In the 10 years since she joined the coalition, Jonese has found there is somewhat of a science to prevention. There are tried and true methods that work and, now, with nearly a decade of work under her belt, she sees what works and what doesn’t.
“I think it’s gotten to be more of a science, if you will,” she said. “It used to be, as a coalition, you would say, ‘let’s try this. I think it’s a good idea.’ Now, there really truly is a science where you look at your individual communities as far as risk factors, protective factors and specific programs that will target those areas of need. It’s mostly evidence-based programs that have been tried and proven to be effective.”
In addition to working in Pocahontas County, Jonese travels to counties throughout West Virginia to spread prevention awareness.
Through the years, she has noticed a shift in the way students respond to pressure and has seen proof that her hard work has paid off in a lot of ways.
“We have kids tell us that [it’s easier to say no], especially kids who join our Students Against Destructive Decisions chapter because that gives them some strength in their schools to be strong, to resist the pressures of smoking or drinking or trying marijuana or other kinds of substances,” she said. “It’s hard for kids to resist because it seems to be the most popular thing is to try those things, to explore.
“Kids you join our SADD chapters are really thankful and grateful that that’s a strength they have in their schools now,” she continued. “Across West Virginia we have, I believe, over six hundred SADD chapters now.
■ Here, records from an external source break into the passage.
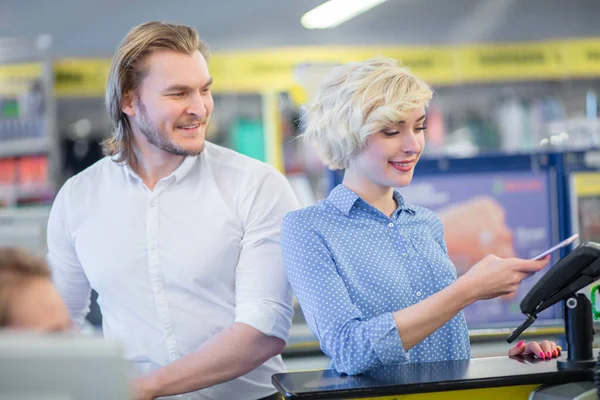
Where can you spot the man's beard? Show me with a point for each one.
(160, 138)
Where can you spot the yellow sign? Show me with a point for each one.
(81, 77)
(258, 71)
(586, 184)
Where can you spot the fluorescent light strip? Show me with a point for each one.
(335, 12)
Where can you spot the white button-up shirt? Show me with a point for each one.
(175, 265)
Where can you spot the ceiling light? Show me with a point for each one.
(335, 12)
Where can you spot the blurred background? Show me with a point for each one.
(513, 134)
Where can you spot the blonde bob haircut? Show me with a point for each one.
(356, 100)
(128, 68)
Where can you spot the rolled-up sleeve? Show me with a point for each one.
(263, 294)
(354, 344)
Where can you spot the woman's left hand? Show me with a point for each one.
(543, 350)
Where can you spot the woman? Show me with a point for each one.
(370, 271)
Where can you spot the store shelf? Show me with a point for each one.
(23, 147)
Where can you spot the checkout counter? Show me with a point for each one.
(571, 376)
(491, 378)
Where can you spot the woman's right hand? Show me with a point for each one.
(494, 276)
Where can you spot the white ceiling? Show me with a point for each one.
(95, 27)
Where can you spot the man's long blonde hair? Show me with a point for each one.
(128, 69)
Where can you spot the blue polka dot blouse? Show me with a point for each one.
(351, 267)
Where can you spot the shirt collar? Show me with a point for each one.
(178, 174)
(344, 199)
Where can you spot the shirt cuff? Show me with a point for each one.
(388, 344)
(272, 320)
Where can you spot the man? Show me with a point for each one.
(179, 237)
(28, 300)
I believe, nationwide, it’s upwards of forty-thousand who are members of SADD.”
The SADD chapters across the state help each other and Jonese said students really see that connection when they attend the West Virginia SADD Conference which is coming up November 3-5 at Camp Dawson.
“They get to see the strength there,” she said. “They get to see it’s not just my little chapter at Pocahontas County High School, but it’s chapters across the state and then eventually across the nation that are spreading this positive message.”
On top of the programs offered at the schools, Jonese has also helped with the Drug Take Back program and was instrumental in getting the Drug Take Back box installed at the sheriff’s office where individuals can drop off prescription drugs for proper disposal.